Hábitos online motivados pela pandemia deverão ser a norma no futuro

Ericsson lança o seu maior estudo de consumo até à data, no qual representa as opiniões de 2,3 mil milhões de clientes em 31 mercados.

A mudança na maneira como se lida com elementos essenciais da vida quotidiana de modo online, impulsionada pela pandemia global da Covid-19, continuará a ser uma realidade fundamental para pessoas em todo o mundo muito depois do fim da pandemia, segundo prevê o amplo relatório de consumo realizado pela Ericsson.

Denominado The Future Urban Reality (A realidade urbana do futuro), o relatório do ConsumerLab da Ericsson é o maior estudo de consumo da Ericsson até à data. O estudo revela informações essenciais sobre o que os consumidores consideram que acontecerá depois da pandemia até ao ano de 2025.

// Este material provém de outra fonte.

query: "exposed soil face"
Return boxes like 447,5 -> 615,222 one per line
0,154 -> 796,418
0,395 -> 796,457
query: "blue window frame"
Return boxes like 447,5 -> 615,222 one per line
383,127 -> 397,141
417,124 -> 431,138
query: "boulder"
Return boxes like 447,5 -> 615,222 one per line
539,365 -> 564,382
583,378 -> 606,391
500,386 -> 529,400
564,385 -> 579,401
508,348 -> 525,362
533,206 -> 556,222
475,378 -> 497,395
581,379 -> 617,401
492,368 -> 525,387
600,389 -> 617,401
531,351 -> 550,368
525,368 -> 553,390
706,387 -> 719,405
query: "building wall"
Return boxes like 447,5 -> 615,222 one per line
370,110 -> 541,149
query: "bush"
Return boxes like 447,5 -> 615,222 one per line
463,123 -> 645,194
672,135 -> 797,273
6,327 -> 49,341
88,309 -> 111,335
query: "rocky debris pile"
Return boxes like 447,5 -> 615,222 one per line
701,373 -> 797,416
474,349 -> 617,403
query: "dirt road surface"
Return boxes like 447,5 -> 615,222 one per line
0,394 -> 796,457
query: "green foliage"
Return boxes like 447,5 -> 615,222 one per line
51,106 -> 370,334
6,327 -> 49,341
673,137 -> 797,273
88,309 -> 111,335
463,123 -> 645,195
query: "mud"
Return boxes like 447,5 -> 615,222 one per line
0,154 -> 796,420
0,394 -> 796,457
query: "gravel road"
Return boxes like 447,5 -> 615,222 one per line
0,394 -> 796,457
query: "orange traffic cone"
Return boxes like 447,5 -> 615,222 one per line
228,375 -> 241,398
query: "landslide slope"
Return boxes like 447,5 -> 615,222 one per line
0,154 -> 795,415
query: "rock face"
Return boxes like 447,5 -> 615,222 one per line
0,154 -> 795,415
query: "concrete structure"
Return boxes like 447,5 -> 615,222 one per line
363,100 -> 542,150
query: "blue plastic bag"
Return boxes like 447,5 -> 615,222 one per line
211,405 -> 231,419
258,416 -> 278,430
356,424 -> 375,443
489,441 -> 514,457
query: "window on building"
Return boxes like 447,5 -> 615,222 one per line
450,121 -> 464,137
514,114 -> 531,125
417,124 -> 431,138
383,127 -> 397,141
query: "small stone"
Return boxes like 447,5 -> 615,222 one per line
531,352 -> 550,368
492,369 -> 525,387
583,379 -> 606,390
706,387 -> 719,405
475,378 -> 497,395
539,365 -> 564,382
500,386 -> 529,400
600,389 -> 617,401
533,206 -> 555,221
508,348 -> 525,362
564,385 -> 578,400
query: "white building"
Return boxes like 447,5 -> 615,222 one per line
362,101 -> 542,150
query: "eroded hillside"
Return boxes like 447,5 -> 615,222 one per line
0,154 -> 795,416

Ao refletir sobre as opiniões equivalentes a 2,3 mil milhões de consumidores em 31 mercados de todo o mundo, o relatório prevê que os consumidores não só continuarão a gerir online atividades rotineiras (como o teletrabalho, o e-learning, a saúde eletrónica e as compras diárias online), mas também acrescentarão em média 2,5 novos serviços a esses hábitos online. O relatório prevê que os consumidores passarão a dar prioridade ao seu tempo de lazer para viajar mais, praticar um estilo de vida mais consciente e passar tempo com os amigos e a família.

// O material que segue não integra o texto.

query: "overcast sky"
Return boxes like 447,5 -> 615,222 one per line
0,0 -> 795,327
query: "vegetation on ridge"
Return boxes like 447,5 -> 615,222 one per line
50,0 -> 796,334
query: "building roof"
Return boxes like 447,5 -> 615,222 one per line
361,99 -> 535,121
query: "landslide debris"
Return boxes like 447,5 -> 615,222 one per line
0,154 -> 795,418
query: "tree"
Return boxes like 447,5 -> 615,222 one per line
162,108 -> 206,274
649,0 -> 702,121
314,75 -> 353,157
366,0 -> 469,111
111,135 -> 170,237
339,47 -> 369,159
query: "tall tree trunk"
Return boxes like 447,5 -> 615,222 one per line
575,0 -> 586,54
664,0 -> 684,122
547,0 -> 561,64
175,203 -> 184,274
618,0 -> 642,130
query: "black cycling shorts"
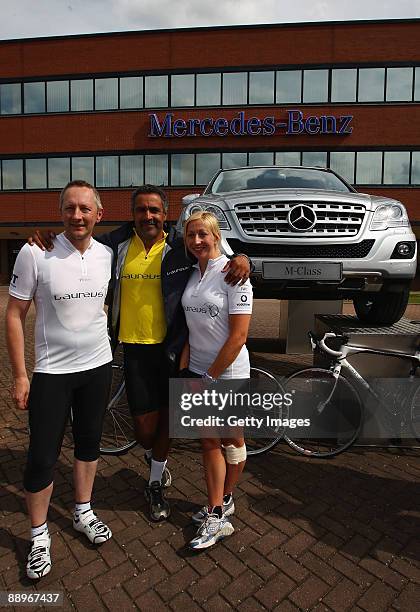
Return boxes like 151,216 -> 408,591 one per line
123,343 -> 169,416
24,363 -> 111,493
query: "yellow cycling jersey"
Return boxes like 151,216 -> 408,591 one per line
118,233 -> 166,344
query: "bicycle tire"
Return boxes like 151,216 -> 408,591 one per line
282,368 -> 363,458
245,367 -> 283,457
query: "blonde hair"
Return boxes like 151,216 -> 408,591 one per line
184,210 -> 222,248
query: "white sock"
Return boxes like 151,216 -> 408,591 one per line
149,459 -> 166,485
74,500 -> 91,518
31,521 -> 48,540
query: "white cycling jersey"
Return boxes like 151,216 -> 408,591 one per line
9,233 -> 113,374
182,255 -> 252,379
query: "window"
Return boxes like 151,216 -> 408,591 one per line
303,70 -> 328,102
71,157 -> 95,185
23,82 -> 45,113
356,151 -> 382,185
0,83 -> 22,115
249,72 -> 274,104
25,159 -> 47,189
330,151 -> 355,183
2,159 -> 23,189
47,81 -> 69,113
48,157 -> 70,189
331,68 -> 357,102
276,70 -> 302,104
171,74 -> 194,106
144,76 -> 168,108
386,68 -> 413,102
171,153 -> 194,185
95,79 -> 118,110
96,155 -> 119,187
223,72 -> 248,104
384,151 -> 410,185
359,68 -> 385,102
195,153 -> 220,185
144,155 -> 168,186
276,151 -> 301,166
196,73 -> 222,106
120,155 -> 144,187
302,151 -> 327,168
70,79 -> 93,111
120,77 -> 143,108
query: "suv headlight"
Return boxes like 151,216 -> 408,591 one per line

Como consequência do aumento das atividades online, estima-se que os consumidores passarão, em média, mais dez horas por semana online quando entrarem no “novo normal”. Esta mudança também deverá estreitar o fosso entre os utilizadores online moderados e avançados, com os utilizadores online mais moderados a introduzir mais serviços online na sua vida diária ao longo do período da pandemia. 

Zeynep Ahmet, Investigador sénior do ConsumerLab, Departamento de Investigação da Ericsson, afirma: “Ao longo da pandemia, as tecnologias de informação e comunicação (TIC) tornaram-se o principal meio para os consumidores gerirem muitos aspetos das suas vidas quotidianas. As nossas conclusões mais recentes sugerem que isto vai continuar durante o “novo normal” e até mesmo depois. Esta tendência pode ajudar os consumidores a darem uma maior prioridade às coisas importantes da vida, quer tal signifique passar mais tempo com os entes queridos ou viver um estilo de vida mais saudável. Como catalisadores de novos hábitos online, é inequívoco que tanto as redes móveis como os esforços de inclusão digital desempenharão um papel crucial na construção das sociedades resilientes, inclusivas e igualitárias do amanhã.”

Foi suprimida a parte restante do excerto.